Hi Everyone, I'm new to this site as you can probably already tell. I'm no wrench but I'm going to try and I need your help. Here is the short story my girlfrient hit a curb on her 2007 Nissan Sentra 2.0L (how, why don't know). it was preaty bad. left rear tire poped, front left lower control arm, got bent, left strut got bent, left axle came apart at the joint close to the tranny, left front wheel got bent, left front fender and bumper cover got ruffed up pretty bad. Here is what I've done bought all parts, removed everything mentioned above except for the left axle nub that is still in the tranny! tried prying it a little but wont come off easily and before I mess things up even further I figured I asked for your help.

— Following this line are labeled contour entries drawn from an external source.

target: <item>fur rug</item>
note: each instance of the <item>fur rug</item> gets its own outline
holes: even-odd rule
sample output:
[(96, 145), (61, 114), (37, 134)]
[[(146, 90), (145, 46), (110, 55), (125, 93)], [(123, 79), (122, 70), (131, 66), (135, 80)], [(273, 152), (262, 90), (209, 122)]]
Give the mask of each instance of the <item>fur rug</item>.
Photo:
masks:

Is there an easy/safe way to take that off?

your help is greatly appreciated


----------



## Faja (Aug 31, 2009)

PM me your email address - I will send you a PDF that should show you the necessary steps to remove it.


----------



## jmagana (May 13, 2011)

Faja said:


> PM me your email address - I will send you a PDF that should show you the necessary steps to remove it.


I got it out this weeked, used a large screw driver and hit it with a hammer, I didnt want to damage anything anymore so I was hessitant about doing it this way. I replaced the Left Axle, lower control arm and strut, 2 wheels and tires. took it to get aligned and I was told that I needed to replace the iner and outer tie rods. anyone know where I can get them?


----------



## smj999smj (Jan 1, 2006)

Get the inner tie rods from Nissan, P/N: 48521-ET00A, Qty. 2, MSRP $27.42 each. 

Outer tie rods, Moog P/N: ES800574 (RH side) and P/N: ES800575 (LH side). Available from any auto parts store that sells Moog parts or RockAuto.com for $40.79 each+shipping. (Nissan outers MSRP for $90 each).


----------